THE Fifa World Cup tour to the country as well as the 2010 Africa Nations’ Cup qualifying round have completely erased the most important sporting aspect whose effect may hinder sports development in the country. The Minister of Sports and Culture Joseph Habineza recently dissolved National Olympic Committee.

THE Fifa World Cup tour to the country as well as the 2010 Africa Nations’ Cup qualifying round have completely erased the most important sporting aspect whose effect may hinder sports development in the country.

The Minister of Sports and Culture Joseph Habineza recently dissolved National Olympic Committee.

The minister has no right to do such a thing but kudos to federations who quickly took the matter into their own hands.

The federations which compose the Olympic Movement have since done everything possible to end this crisis by shifting elections for a new executive committee from December 27 to next Sunday (November 29).

Good for the federations who want the current crisis come to a good end but will this crisis really come to an end?
As a journalist, my role in this country is to inform, educate, correct and remind you (the readers) that’s why I need you to know the following.

Believe it or not, the action taken by our Minister Habineza was an abuse of the principle of autonomy of the local Olympic Committee which is preserved in the Olympic Charter and to which the institutions of the Olympic movement as a whole fasten the supreme significance.

The autonomy of the Olympic Movement was discussed on in 2006 and 2008 and in October this year, the same topic was repeated during the Olympic Congress held in Copenhagen, Denmark) and it attracted all the Olympic Movement stakeholders.

On all these occasions, a key resolution reached by the whole Olympic Movement was to protect the principle of autonomy of the Movement and its components, in particular the National Olympic Committees and National Sports Federations.

It’s therefore with no hesitation that Olympism and sports development in our country today necessitates collaboration with the government authorities.

On the other hand, the Olympic Movement should not be carried away by the fact that they can’t work hand in hand with the government.

The Olympic Movement should also recognize the fundamental role of the government authorities in the development and promotion of sport at national level.

But this is not the case in our country where wrangles and measures of inadequacy is the order of the day in each sector and thus led to the collapse of sports.

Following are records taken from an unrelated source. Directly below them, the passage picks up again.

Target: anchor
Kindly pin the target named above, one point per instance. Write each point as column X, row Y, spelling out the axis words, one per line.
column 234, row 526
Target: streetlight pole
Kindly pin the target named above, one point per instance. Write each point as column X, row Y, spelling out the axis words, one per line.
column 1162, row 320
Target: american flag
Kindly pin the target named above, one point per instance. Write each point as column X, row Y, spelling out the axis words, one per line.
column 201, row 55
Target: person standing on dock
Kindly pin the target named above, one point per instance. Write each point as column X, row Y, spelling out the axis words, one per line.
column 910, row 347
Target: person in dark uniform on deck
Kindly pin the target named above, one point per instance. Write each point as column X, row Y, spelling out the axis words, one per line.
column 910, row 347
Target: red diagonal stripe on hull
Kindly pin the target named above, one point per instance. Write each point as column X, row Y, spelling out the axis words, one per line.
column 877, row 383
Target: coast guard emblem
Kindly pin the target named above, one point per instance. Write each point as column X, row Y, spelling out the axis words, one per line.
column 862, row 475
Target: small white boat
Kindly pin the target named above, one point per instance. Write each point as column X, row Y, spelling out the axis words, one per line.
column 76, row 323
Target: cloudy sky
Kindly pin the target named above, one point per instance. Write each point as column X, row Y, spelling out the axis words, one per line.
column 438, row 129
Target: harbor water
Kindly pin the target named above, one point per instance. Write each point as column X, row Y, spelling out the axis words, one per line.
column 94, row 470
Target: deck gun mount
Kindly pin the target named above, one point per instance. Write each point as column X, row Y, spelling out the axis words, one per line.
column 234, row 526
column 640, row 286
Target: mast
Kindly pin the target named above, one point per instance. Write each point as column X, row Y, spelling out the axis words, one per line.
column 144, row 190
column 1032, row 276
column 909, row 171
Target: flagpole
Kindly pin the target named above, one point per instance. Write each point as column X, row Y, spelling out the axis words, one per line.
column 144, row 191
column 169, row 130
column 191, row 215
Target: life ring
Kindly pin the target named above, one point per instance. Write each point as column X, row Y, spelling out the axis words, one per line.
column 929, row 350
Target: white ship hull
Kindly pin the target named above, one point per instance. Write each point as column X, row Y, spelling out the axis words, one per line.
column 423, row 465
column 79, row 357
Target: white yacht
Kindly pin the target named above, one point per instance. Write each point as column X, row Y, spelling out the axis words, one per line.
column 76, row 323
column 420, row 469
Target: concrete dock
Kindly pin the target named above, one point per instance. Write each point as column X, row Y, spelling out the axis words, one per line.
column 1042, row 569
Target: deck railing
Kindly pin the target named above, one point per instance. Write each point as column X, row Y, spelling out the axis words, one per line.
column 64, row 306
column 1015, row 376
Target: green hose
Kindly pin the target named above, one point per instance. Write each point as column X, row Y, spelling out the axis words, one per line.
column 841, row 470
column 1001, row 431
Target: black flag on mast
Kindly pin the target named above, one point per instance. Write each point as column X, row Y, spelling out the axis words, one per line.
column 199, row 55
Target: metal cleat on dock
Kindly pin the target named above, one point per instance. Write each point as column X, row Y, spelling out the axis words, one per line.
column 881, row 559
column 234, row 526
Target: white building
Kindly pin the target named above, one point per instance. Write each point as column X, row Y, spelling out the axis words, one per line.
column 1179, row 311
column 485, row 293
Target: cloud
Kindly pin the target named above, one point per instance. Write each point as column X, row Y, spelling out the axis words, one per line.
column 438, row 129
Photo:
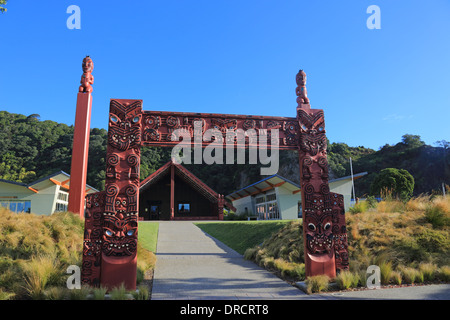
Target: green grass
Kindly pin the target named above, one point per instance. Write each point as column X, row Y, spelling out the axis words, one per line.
column 148, row 235
column 241, row 235
column 35, row 252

Therefore, harmonious relationships with the competent government bodies and public authorities should be encouraged.

The sole reason why this kind of relationship is needed is to develop relations on good terms and complementary actions which will benefit the sports and athletes of our country at the end of the day.

Cooperation should always take place with absolute and mutual respect for the autonomy of the Olympic Movement and sports ministry as well as respect for their respective powers, privileges and remits.

If this kind of equilibrium is respected, we will experience concentrated and harmonized development of both sport and Olympism in the country.

Though our country has laws that must be abided by, everybody should know that once federations as well as NOC choose and decide freely to be affiliated to or be recognized by international sporting body, such as IOC and be able to take part in international sports events, they are obliged to respect and be in position to respect the rules of these international bodies.

Many sports administrators are not able to point out the purpose of the existence of IOC’s Olympic Charter but they will be able to distinguish its functions later when this country is banned from any international sporting activity even after the bulky investment that the government has injected into the sports sector.

So what happens after the NOC and its legitimate leadership have been prevented from observing the basic principles?

The IOC will decide whether to expose the NOC and the Olympic movement in the country to protective measures and potential sanctions provided in the Olympic charter, based on Rule 28.9.

Any sanction on Rwanda’s Olympic Movement will heavily affect the sports sector because any protective measure will reach out to each federation/association comprising the NOC as well as break ties with their existing international federations.

So it will be regrettable to find our country ruled out from participate in any international sports event even at a time when some federations like Ferwafa, Ferwaba, Ferwacy and FIRV have resorted to youth talents to conquer the world in future major global competitions.